Khensani Jurczok-de Klerk
Curriculum vitae

Khensani Jurczok-de Klerk (she/her) is an architectural researcher, designer and performer from Johannesburg. At the centre of her practice is an interest in spatial storytelling and commitment to spatial education. She is a doctoral fellow at the Institute for the History and Theory of Architecture (gta) ETH Zürich since 2023. Her independent research and practice focuses on safe space, questioning how architecture has been spatially implicated in our understandings of Gender-based violence (GBV).

Khensani is the founder of Matri-Archi(tecture), an association based between Switzerland and South Africa that hosts a network of spatial practitioners dedicated to the development of African spatial education, offering a site for artistic collaboration through design, art and architectural research projects.

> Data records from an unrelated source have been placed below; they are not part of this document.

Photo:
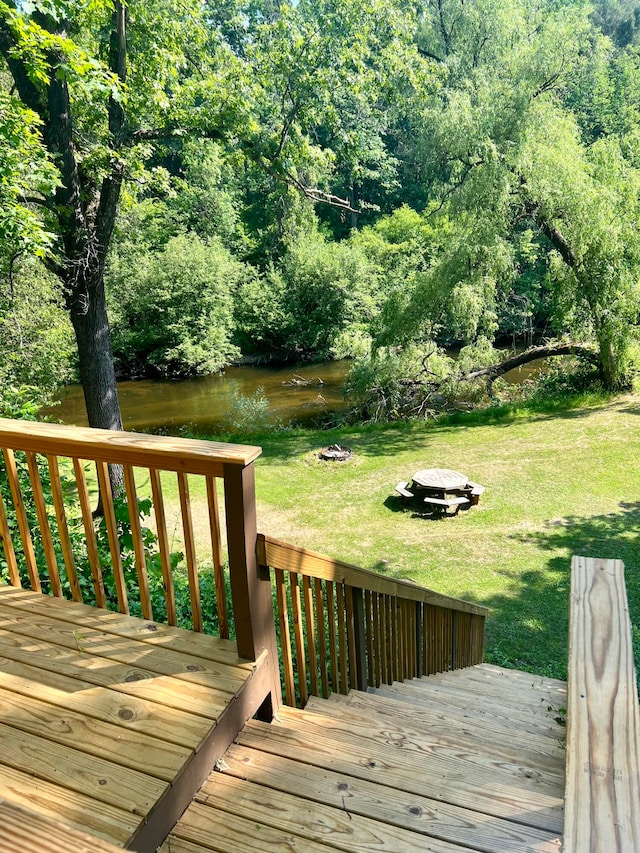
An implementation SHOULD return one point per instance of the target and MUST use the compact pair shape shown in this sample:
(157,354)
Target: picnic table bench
(443,504)
(441,489)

She is also the host and producer of the podcast KONTEXT.

She received a Bachelors in Architecture and a Bachelors of City Planning (Hons) from the University of Cape Town (SA) as well as a MPhil in Architecture and Urban Design (RIBA II) from the University of Cambridge (UK), through which she developed the platform ‘public aGender’ for racialised survivors of GBV to share their experiences of violence and safety in relation to space in Cape Town, South Africa.

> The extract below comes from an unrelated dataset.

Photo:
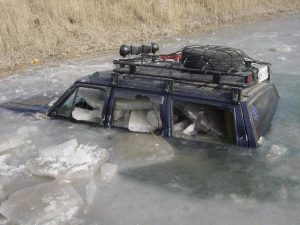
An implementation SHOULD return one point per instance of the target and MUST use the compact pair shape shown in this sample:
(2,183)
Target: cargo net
(215,58)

Since then, she has continued to research and deepen her knowledge in understanding typologies of safe space. She previously taught at the Chair of Affective Architectures at the ETH Zürich, where she co-coordinated the Department of the Ongoing platform. She has also taught in Johannesburg and practiced in London, and continues to engage in educational contexts through giving lectures and talks as well as publishing at various institutions across the world. She has exhibited work in various contexts including the Chicago Architecture Biennial (SA), Vitra Design Museum (DE) and Keyes Art Mile (SA), to name a few.

Through her multidisciplinary approach, Khensani finds educational value in spatial, written and auditory explorations; and in doing so, seeks to untrace histories and deepen theoretical understandings of safe space in relation to architecture.